14. In the case of Busching Schmitz Private Limited v. P.T. Men-ghani, AIR 1977 SC 1569, the Apex Court had laid emphasis on the principle that the Courts should adopt object oriented approach keeping in mind the principle that the Legislative futility is to be ruled out so long as interpretative possibility permits. It has also been settled that there should be object oriented approach but in the said conception it can not be carried to cause violation to the plain language of the statute. The scheme of the Act and the occasion are to be kept in view.
15. We may hasten to state that if the text is made alien to the context or the context is bereft of the text then there would be an anamoly. The heading of the provision opens with the words “to set aside the ex parte order”. Thereafter the words used are “in any case in which an order of assessment is passed ex parte”. Thus, the power is to set aside the exparte order. The language used in the section itself is in consonance with the heading of the provision. To elaborate the section opens with the words in any case in which an order of assessment is passed ex parte. After Sub-sections (a) and (b) the provision stipulates that the assessee may apply to the assessing authority to set aside the order and reopen the case. Thus, the purpose is to set aside the ex parte order and get the proceedings reopened. Unless an ex parte order has been passed the question to set it aside does not arise and the question of reopening of the same also does not crop up. Thus, in our considered opinion, passing of ex parte order is the substratum of Section 45-A. The words “within 30 days of the date of hearing” occurring in Clause (a) actually means the date of the order and the order means ex parte order. Unless such a meaning is given to the aforesaid words an absurd situation would arise up and law does not countenance any kind of absurd situation. It is well settled in law when a provision is literally interpreted and by interpretation it leads to any kind of absurdity it has to be avoided. To give proper meaning and purposive logical interpretation to Section 45-A one has to abandon the concept of literal construction in regard to the term ‘date of hearing’ and has to construe it as the date of order. That makes the provision sanguine, purposive, logical and workable.

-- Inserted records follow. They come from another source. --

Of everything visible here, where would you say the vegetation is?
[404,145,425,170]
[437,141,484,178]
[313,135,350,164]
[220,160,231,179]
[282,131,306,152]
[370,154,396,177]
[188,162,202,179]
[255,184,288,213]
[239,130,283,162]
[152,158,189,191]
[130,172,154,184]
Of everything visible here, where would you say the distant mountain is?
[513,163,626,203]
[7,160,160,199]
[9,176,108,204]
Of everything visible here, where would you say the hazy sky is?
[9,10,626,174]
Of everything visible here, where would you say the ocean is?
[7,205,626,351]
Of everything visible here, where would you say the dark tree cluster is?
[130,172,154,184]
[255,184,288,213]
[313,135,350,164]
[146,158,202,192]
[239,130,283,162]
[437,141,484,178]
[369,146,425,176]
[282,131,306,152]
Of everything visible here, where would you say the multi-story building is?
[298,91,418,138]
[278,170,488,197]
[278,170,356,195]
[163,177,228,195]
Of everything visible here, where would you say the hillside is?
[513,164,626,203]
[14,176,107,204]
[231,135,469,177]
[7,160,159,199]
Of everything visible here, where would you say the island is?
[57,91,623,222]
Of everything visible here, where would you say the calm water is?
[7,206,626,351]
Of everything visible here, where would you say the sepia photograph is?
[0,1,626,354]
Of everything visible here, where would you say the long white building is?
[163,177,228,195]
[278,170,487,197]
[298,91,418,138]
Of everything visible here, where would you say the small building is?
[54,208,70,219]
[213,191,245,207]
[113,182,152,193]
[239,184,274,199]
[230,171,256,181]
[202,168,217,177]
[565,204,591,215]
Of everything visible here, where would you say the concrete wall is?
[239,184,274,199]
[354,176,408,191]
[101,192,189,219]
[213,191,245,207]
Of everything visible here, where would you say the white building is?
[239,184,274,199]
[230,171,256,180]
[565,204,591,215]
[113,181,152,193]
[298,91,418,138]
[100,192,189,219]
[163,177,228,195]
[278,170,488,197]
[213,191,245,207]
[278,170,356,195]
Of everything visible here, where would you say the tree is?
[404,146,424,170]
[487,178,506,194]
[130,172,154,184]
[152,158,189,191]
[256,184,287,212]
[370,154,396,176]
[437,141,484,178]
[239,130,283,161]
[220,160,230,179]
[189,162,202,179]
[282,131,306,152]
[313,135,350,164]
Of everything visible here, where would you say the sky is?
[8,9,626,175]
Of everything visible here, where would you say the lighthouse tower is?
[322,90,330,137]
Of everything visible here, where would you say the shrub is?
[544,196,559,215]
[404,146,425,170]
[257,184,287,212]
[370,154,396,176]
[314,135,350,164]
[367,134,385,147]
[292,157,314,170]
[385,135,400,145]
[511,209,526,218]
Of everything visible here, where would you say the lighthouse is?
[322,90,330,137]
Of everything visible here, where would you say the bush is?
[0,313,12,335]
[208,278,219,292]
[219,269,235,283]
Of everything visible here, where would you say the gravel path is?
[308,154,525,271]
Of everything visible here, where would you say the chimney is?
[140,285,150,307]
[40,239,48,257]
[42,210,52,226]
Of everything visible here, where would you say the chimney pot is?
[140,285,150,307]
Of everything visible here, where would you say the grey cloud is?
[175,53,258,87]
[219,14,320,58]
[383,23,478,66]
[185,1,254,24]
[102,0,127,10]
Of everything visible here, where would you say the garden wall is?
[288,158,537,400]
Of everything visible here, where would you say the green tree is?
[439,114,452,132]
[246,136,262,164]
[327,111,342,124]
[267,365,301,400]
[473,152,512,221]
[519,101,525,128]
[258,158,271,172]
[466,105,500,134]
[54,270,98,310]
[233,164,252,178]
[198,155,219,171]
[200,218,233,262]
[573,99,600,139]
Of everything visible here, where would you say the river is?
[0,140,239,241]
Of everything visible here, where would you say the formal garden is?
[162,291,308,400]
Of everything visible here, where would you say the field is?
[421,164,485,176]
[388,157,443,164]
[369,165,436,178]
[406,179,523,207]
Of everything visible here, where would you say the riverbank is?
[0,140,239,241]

16. In view of the aforesaid analysis we answer the reference by stating that limitation of 30 days for an application under Section 45-A (a) of the M.P. General Sales Tax Act, 1958 would commence from 13-8-1981 on the date which the ex parte order was passed and not from 27-7-1981 when the case was set out for ex parte order. To put it succintly the provision enshrined under Section 45-A (a) would convey the meaning that the computation of limitation has to commence from the date of passing of the ex parte order and not from the date of hearing.
17. Resultantly, the reference is answered in favour of the assessee and against the revenue.
18. The M.C.C. is accordingly disposed of.